Il messaggio mira a cambiare il punto di vista su un problema non più trascurabile: anche perché l’obesità, in quanto malattia cronica multifattoriale, è spesso associata allo sviluppo di patologie come diabete, malattie cardiovascolari, ipertensione, malattie del fegato e numerose forme di tumore: «È importante chiarire che non basta dire alle persone grasse che devono dimagrire, perché questo loro lo sanno già» prosegue Busetto «bisogna convincere questi malati ad andare dal proprio medico, creare un percorso condiviso e qualificato, e soprattutto smetterla di cercare false soluzioni “magiche”, magari online. Perché la soluzione non è per niente semplice. Il problema obesità, specie se grave, non sparisce mai, come non sparisce il diabete o l’ipertensione. È necessario, invece, lavorare per controllarlo».
Lo specialista al quale gli obesi in genere arrivano, dopo la diagnosi del proprio medico di famiglia, è l’endocrinologo, figura fondamentale per affrontare la problematica in tempo: «Nei fatti siamo la principale porta d’ingresso di un circuito virtuoso che dovrebbe portare alla presa in carico multidisciplinare del paziente con obesità» spiega Andrea Lania, membro del consiglio direttivo e coordinatore dei gruppi di studio della Società italiana di endocrinologia. «Anche perché svolgiamo un duplice ruolo: siamo in grado di identificare una possibile causa organica dell’incremento ponderale, come di gestire le complicanze dell’eccesso di peso, soprattutto quelle associate al maggior accumulo di tessuto adiposo viscerale. Un malfunzionamento della tiroide può causare modifiche del metabolismo basale dei pazienti e, sempre alla tiroide, è associabile un rallentamento dei processi metabolici che rendono complicato il perdere peso».

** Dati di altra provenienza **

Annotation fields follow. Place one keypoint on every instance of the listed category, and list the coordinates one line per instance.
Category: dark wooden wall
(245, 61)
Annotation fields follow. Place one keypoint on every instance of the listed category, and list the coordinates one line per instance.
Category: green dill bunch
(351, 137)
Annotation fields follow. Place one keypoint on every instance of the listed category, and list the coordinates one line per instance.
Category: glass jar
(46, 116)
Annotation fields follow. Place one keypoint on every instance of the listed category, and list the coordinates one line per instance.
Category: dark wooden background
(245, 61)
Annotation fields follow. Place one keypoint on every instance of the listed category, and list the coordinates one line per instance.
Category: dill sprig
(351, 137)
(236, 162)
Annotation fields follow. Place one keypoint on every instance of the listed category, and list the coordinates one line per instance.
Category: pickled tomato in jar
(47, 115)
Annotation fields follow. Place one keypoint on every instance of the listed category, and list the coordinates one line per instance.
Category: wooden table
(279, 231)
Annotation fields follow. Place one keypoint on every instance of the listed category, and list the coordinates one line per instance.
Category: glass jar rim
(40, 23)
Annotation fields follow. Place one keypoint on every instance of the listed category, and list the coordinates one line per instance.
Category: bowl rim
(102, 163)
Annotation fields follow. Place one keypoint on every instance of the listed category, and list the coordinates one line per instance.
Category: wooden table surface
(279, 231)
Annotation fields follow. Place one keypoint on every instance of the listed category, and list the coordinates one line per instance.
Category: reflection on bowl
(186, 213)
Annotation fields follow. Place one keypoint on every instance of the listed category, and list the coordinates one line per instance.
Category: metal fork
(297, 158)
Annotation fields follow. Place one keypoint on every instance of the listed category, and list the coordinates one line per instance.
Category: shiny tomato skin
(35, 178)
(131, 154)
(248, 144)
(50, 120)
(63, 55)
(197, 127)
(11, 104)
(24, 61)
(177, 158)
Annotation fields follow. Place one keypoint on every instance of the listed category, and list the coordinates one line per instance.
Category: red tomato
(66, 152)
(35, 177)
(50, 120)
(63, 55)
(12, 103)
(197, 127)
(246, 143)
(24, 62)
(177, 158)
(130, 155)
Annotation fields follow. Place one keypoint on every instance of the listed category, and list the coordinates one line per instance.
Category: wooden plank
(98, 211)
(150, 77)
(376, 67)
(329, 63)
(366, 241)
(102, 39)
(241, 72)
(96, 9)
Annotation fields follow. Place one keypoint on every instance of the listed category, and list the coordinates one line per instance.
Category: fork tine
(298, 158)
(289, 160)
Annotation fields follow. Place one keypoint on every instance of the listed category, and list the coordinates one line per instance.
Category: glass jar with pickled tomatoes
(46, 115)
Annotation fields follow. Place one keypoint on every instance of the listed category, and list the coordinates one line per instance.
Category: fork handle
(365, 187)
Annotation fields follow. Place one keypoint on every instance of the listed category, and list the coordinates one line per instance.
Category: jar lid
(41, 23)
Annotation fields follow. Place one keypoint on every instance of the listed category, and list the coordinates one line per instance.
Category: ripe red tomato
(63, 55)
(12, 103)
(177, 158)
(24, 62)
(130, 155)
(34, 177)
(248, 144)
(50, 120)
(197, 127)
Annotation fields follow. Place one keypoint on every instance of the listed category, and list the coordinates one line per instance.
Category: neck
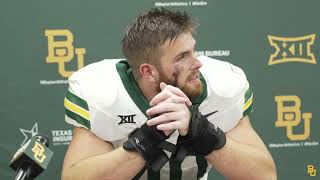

Occorre poi un lavoro importante sulla percezione distorta del fenomeno obesità: secondo lo studio ACTION-IO, sempre a cura di Novo Nordisk, il 62 per cento delle persone con questo disturbo e persino un quarto di quelle fortemente obese si ritengono solo sovrappeso, e anche i risultati su bambini e adolescenti evidenziano come un genitore su tre non riconosca una tale condizione del figlio e un adolescente su quattro non si rende conto di essere obeso. Soprattutto, i due terzi dei giovani che prendono coscienza del proprio stato non sanno come affrontare la situazione: «L’inconsapevolezza sulla malattia e la mancanza di un supporto medico corretto portano molte persone a raccontarsi una serie di false verità» spiega Iris Zani, presidente dell’associazione Amici obesi onlus. «Lo fanno per sopportare meglio la propria condizione in una società, spesso crudele, che si limita a “condannare” chi è affetto da obesità».
Un’enorme responsabilità riguarda dunque medici, specialisti, e in definitiva tutti noi: quella di annullare lo stigma sociale sul grasso, di reinterpretare modelli estetici dannosi, di affiancare con competenza, corretta informazione ed empatia, le persone in sovrappeso.